Frontispiece in Médailles sur les principaux évènements du règne de Louis le Grand.
The 1702 printed work is as much a tribute to the engravers as to those designing and casting the medals themselves, and we will select a small handful to exemplify their work.That below commemorates the beginning of the regency of Louis XIV’s mother, Anne of Austria (1601-1666), in 1643. The medal depicts Queen Anne seated on a throne with the young Louis XIV beside here. As can be seen by the scale of the photo the engraving is small but alive with detail. Queen Anne was not a popular choice for regent given her connections to Spain during a time when tensions between France and Spain were high. Louis XIII, her husband, even tried to prevent her becoming sole regent, but she proved too wily a politician to outwit and had these restrictions set aside in short order.

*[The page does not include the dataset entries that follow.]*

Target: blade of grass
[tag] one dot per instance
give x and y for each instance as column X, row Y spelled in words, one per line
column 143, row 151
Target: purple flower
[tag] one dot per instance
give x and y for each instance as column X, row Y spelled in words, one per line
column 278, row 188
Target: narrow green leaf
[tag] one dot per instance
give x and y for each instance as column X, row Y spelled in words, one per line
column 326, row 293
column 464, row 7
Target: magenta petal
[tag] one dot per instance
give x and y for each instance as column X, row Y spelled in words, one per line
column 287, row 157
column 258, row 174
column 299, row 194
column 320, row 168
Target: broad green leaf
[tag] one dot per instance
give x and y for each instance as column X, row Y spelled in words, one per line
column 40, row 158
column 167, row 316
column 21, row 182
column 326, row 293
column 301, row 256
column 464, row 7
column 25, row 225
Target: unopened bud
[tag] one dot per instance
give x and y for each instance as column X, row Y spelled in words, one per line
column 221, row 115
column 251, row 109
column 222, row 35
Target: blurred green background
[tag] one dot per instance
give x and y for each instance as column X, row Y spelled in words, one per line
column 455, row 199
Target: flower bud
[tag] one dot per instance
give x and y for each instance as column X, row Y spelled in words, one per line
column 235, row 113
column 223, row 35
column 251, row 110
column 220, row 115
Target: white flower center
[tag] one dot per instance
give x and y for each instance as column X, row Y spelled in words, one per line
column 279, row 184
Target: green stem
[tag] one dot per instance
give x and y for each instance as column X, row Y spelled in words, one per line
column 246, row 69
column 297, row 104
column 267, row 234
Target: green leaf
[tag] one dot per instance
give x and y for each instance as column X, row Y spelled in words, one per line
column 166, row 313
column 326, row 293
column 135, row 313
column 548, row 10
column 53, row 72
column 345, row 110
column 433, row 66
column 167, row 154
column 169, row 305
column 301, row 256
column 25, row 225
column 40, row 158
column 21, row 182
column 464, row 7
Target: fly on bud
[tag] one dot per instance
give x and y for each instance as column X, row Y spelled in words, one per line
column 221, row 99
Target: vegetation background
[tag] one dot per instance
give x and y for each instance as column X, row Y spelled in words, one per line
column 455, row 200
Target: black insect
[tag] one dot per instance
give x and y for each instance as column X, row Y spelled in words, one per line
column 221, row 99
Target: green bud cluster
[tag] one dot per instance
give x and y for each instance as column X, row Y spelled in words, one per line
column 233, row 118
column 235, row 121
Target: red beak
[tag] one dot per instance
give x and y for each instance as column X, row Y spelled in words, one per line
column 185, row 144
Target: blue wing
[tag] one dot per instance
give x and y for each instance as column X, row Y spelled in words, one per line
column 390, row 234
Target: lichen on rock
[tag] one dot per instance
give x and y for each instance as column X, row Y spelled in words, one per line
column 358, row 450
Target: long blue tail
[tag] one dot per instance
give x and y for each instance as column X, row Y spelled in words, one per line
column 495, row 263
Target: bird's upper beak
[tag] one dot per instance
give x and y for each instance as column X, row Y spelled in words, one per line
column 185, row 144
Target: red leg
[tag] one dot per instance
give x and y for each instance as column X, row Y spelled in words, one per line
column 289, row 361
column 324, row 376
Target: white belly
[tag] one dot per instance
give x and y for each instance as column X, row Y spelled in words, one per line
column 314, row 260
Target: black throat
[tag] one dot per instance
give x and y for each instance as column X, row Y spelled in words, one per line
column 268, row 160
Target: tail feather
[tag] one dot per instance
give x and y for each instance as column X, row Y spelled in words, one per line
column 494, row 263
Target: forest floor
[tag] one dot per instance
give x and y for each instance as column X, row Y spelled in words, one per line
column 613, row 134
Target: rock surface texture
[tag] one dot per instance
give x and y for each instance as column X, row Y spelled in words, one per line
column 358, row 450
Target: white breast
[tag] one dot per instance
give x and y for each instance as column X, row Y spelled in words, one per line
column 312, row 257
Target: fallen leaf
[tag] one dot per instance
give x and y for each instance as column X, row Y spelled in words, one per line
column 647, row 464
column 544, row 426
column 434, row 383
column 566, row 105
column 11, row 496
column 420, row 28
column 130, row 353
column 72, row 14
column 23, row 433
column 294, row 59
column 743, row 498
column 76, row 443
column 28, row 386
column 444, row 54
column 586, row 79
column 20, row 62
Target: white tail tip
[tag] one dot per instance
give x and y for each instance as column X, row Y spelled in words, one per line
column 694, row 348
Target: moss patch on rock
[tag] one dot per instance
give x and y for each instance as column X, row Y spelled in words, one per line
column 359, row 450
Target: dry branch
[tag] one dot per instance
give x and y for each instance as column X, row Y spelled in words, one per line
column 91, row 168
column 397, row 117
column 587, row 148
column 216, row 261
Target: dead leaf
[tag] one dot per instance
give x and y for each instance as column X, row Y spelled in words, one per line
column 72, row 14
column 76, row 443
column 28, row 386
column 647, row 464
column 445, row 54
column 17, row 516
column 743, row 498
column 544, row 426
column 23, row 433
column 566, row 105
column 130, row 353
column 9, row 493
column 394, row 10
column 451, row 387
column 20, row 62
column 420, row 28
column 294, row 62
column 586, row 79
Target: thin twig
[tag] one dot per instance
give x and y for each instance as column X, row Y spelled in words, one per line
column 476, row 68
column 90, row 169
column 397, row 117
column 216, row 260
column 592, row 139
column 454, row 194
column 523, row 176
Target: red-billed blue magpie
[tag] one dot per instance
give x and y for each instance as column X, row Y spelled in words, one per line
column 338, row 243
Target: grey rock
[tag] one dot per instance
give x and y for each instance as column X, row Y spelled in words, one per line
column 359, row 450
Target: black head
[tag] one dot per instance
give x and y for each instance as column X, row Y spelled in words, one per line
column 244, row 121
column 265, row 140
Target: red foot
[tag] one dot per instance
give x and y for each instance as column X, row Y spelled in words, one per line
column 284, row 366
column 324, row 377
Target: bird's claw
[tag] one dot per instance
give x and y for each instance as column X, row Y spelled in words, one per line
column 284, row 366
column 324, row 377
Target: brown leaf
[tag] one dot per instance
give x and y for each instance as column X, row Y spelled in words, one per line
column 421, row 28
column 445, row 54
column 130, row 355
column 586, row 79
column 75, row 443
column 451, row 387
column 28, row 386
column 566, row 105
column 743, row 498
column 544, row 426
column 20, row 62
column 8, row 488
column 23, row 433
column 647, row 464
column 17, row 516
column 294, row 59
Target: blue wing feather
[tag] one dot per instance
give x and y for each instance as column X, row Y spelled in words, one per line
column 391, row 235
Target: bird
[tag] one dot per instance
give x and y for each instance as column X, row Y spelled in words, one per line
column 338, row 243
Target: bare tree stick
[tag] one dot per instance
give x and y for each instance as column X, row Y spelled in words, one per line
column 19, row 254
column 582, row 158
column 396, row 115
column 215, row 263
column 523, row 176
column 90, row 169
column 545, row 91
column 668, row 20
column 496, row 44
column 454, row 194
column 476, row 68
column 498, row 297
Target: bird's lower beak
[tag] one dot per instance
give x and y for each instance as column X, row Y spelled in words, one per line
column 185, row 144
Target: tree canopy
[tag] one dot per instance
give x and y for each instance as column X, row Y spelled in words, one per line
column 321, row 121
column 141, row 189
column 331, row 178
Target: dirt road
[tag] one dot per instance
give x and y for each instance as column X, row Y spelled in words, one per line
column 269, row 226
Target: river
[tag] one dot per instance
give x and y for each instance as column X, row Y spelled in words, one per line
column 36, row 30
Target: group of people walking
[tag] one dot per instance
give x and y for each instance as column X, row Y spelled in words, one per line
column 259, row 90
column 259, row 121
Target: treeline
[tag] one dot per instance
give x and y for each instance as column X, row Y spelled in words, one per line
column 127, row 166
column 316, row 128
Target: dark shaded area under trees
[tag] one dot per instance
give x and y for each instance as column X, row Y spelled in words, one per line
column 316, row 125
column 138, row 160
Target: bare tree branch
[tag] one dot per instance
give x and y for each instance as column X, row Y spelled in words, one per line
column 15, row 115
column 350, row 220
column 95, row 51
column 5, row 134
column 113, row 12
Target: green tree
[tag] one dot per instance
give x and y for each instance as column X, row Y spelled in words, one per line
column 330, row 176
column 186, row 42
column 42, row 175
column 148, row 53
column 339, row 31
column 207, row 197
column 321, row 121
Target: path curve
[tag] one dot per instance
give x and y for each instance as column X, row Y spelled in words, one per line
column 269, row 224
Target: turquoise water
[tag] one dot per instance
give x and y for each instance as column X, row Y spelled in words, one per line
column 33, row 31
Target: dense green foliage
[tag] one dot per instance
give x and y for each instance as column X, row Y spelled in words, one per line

Medal commemorating the regency of Anne of Austria in 1643.
The Coronation of Louis XIV follows in due course: here we see him being anointed with ‘celestial oil’ and the crown being placed on his head by regent and archbishop at Rheims on 7 June 1654. The Archbishop of Rheims (the officiant by custom) was apparently absent on the occasion itself.

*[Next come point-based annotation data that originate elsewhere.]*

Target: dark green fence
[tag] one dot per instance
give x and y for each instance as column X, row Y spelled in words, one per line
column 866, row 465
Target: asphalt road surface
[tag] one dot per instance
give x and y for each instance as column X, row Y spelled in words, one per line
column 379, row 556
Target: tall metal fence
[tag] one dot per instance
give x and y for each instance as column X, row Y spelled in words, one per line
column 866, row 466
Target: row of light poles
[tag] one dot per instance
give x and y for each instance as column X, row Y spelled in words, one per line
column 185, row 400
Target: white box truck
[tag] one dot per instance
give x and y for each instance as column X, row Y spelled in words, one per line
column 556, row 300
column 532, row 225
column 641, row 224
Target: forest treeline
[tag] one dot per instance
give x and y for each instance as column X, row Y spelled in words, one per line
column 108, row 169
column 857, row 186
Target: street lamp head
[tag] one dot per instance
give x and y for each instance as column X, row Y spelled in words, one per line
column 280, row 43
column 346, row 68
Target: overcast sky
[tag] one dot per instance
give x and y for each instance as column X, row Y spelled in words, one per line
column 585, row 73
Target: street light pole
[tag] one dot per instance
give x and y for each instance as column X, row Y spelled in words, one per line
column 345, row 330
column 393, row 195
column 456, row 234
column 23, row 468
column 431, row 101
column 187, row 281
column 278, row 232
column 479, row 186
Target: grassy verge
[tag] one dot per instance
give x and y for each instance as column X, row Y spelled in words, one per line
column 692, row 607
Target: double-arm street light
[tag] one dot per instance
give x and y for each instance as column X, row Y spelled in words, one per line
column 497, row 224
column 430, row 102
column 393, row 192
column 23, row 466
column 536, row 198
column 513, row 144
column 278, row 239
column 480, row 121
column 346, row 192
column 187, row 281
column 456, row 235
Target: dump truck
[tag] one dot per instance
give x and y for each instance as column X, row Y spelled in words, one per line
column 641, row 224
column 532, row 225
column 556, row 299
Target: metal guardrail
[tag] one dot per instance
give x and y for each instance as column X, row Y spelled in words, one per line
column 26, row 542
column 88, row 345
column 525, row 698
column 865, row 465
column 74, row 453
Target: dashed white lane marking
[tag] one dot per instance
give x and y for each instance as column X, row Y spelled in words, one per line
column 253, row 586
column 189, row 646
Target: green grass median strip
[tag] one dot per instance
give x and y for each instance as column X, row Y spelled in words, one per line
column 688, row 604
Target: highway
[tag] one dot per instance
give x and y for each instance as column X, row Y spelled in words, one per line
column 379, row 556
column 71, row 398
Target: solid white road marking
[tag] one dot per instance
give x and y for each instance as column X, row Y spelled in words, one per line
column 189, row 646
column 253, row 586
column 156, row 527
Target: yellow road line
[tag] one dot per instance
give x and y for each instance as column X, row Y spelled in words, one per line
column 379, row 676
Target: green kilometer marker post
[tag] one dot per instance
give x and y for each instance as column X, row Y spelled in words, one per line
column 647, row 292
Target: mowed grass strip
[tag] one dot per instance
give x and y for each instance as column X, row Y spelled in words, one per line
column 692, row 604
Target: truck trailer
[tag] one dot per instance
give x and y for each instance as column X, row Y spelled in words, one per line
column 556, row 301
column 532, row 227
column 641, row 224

Louis is crowned king of France on the 7th June 1654.
The medal below was struck to celebrate one of a series of French victories during the Franco-Dutch War (itself part of a protracted struggle between France and Habsburg Spain and its dependencies), the capture of Dôle following the siege of Besançon in 1674.

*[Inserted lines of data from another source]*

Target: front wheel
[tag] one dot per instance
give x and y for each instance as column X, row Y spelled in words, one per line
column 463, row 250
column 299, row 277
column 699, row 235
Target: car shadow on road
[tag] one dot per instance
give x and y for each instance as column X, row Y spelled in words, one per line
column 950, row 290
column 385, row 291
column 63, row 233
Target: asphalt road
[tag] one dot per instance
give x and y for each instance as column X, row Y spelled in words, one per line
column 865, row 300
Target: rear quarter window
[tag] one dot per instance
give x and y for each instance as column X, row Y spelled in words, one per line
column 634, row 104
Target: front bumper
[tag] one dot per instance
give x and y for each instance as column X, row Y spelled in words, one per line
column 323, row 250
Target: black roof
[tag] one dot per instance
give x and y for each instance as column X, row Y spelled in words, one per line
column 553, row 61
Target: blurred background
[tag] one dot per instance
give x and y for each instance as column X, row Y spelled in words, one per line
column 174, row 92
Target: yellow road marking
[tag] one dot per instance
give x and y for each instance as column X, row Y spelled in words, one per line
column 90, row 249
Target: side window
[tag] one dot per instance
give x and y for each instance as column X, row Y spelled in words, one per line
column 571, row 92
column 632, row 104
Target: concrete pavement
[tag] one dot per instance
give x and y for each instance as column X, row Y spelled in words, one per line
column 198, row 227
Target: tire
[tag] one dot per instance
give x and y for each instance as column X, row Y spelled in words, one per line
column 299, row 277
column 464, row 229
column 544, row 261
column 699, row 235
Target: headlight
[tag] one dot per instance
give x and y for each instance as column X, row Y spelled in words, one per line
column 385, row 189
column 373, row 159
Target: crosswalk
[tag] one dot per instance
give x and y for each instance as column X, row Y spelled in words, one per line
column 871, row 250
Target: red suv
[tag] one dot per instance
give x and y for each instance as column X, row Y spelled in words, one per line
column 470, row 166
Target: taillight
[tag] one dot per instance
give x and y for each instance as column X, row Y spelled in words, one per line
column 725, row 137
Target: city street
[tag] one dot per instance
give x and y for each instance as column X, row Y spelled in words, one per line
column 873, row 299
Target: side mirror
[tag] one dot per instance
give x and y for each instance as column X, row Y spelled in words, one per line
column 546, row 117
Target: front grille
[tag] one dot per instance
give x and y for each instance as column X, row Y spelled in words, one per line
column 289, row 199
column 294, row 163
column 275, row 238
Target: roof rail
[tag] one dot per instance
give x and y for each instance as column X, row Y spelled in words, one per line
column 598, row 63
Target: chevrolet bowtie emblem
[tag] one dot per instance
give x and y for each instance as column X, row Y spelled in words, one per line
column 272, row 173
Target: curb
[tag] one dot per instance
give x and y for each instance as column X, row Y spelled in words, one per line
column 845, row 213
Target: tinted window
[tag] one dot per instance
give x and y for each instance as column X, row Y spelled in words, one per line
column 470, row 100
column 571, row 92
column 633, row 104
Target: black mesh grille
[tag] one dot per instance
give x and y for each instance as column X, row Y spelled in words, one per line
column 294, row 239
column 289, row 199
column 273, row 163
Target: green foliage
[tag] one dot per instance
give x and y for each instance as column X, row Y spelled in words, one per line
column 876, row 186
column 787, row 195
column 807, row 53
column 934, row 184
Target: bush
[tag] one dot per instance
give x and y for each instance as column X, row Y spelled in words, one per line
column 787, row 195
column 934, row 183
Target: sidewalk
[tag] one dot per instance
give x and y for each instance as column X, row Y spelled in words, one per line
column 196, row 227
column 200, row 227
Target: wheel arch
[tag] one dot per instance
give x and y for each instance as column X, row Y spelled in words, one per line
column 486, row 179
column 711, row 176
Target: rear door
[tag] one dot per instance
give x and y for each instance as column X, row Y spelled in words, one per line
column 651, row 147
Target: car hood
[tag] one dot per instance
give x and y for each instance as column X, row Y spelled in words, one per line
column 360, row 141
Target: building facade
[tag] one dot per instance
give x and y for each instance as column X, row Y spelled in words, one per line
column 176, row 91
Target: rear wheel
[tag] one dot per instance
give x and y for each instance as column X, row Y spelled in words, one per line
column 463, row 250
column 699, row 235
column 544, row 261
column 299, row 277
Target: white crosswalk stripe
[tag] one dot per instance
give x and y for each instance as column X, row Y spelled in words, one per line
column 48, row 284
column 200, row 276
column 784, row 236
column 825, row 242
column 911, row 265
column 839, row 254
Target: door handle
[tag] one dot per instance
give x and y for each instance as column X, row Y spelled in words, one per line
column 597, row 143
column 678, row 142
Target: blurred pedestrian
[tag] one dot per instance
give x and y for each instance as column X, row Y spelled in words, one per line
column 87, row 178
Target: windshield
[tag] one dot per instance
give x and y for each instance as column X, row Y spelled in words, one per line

Commemoration of military victory.
Further boasting in medal form is marked by this bird’s eye view of the port of Brest in 1681, intended to impress or even to intimidate with its fortress like strength. The accompanying text describes Brest as ‘this god of ports’.
Medal of Port De Brest 1681.
Our next selection highlights the founding of the Military Order of St.Louis in 1693, and shows Louis XIV bestowing this largesse on the French Military. The Order was named after his predecessor Saint Louis, and was intended as a reward for exceptional officers. It was the first decoration of its kind that could be granted to those outside the ranks of the nobility.
The Order of St Louis 1693.
The success of the series of medals – and the 1723 posthumous edition ‘du regne entier de Louis le Grand’ runs to over 300 leaves – also contained the seeds of its decline. Piqued, perhaps, by having triumphalist medals issued in commemoration of their defeats and humiliations, his enemies began to issue lampooning and parodic medals on the occasion of some of the defeats and failures that began to occur in the later part of the reign, with the British and the Dutch being well to the fore in this regard. Dutch mockery after the Battle of La Hougue, for example picked up Louis’s grandiose and rather problematic motto nec pluribus impar, ‘not unequal to many’ and decorated their medal of the French flagship exploding with the derisive nunc pluribus impar, ‘now unequal to many’.